In today’s litigious society, complaints of workplace bullying and harassment are on the rise. Harassment allegations must never be taken lightly, and any behavior that creates a toxic work environment should be addressed. However, not all harassing behavior creates a legally actionable offense.
Having a clear understanding of your legal rights and responsibilities as an employer is your first step to effectively addressing inappropriate workplace behavior.
Understanding Sexual Harassment
Title VII of the Civil Rights Act of 1964 prohibits sexual harassment of employees or applicants for employment. This covers an array of actions including:
- Unwelcome sexual advances
- Physical harassment that is sexual in nature
- Verbal comments that are sexual in nature
- Requests for sexual favors
- Being fired or demoted due to gender
- Offensive remarks about people of a certain gender
If incidents are isolated or considered simple teasing, there may not be a problem. Sexual harassment becomes an issue when it’s frequent or the person subjected to the behavior feels it creates an offensive or hostile work environment.

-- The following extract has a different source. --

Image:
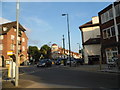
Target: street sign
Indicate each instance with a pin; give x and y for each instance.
(10, 53)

Sexual harassment can come from someone of the same or opposite sex and victims can be of either gender. Anybody within a company can be a harasser or a victim, including employers, supervisors, co-workers, subordinates, clients, and customers.
When sexual harassment occurs in the workplace, employers can be held legally liable for failing to stop or prevent the behavior. In most cases, the individual responsible for the harassment is not subject to any legal penalties.
Bullying in the workplace may include behaviors like demeaning an employee or coworker, shouting, making threatening gestures, and other inappropriate and rude actions. While certainly not a recipe for a successful business practice, these behaviors aren’t currently prohibited by law.
This has been coined as the “equal opportunity jerk” theory. A boss or coworker can bully all employees with inappropriate behaviors and there is no legal standing for retribution as long as the behavior remains gender-neutral. Even if an individual employee is singled out and bullied, there is currently no legal recourse unless it was based on gender or sexual in nature.
With the absence of Federal laws governing non-sexual inappropriate workplace behavior, some states are taking steps to pass legislation to address the matter. The state of Massachusetts is leading the way with Senate Bill 1013. This bill would prohibit general workplace bullying that is severe enough to negatively impact a victim’s physical or mental health.
If the bill is passed, it’s likely that other states may follow suit. Employers should keep an eye out for law changes in all states where business is conducted.
When it comes to best practices for your business, this is a case where just because you can, it doesn’t mean you should. There are many reasons why any type of toxic behavior should be prohibited in the workplace. However, understanding the laws can help you avoid unwarranted threats and appropriately deal with problems on a case-by-case basis.
There are some circumstances where a zero-tolerance policy is necessary. Other times, you may have the option to counsel the offender and work towards mandated behavior changes. Having this flexibility will allow you make the best decisions for your long-term business success.